The Industry Labelling Tool is the food labelling reference for all food inspectors and stakeholders in Canada and outlines various labelling requirements, including those for method of production claims. Method of production claims refer to how a product was raised, produced, and/or prepared, and are subject to the Food and Drugs Act and the Safe Food for Canadians Act, which prohibit statements and claims that are false, misleading, deceptive, or that create an erroneous impression of the product.

Method of production claims, such as natural claims, may trigger specific regulatory or labelling requirements. For natural claims, the CFIA’s guidance provides that generally, a food can be described as "natural" if the food and its ingredients:

  • do not contain, or have ever contained, an added vitamin, mineral nutrient, artificial flavouring agent, or food additive;
  • have not had any constituent or fraction thereof removed or significantly changed, except the removal of water; and
  • have not been subjected to processes that have significantly altered their original physical, chemical, or biological state.

The CFIA has clarified that companies are not restricted by the above guidance and may use an outcome-based approach for natural claims.

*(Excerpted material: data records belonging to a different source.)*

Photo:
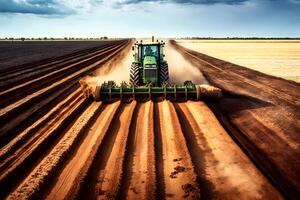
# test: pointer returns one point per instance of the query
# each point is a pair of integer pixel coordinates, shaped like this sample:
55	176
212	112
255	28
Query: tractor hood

Specifically, companies may follow the above guidance on natural claims in its entirety, partially, or use other criteria and methods to demonstrate that the claim is not misleading to consumers. Furthermore, the CFIA stated that this outcome-based approach to natural claims for foods or ingredients also applies to the use of the word "natural" in a trademark name.

Companies should be prepared to provide evidence to CFIA inspectors to substantiate the claims on their food labels, or as part of their preventive control plans for consumer protection if required under the Safe Food for Canadians Regulations, regardless of which outcome-based approach they choose to follow.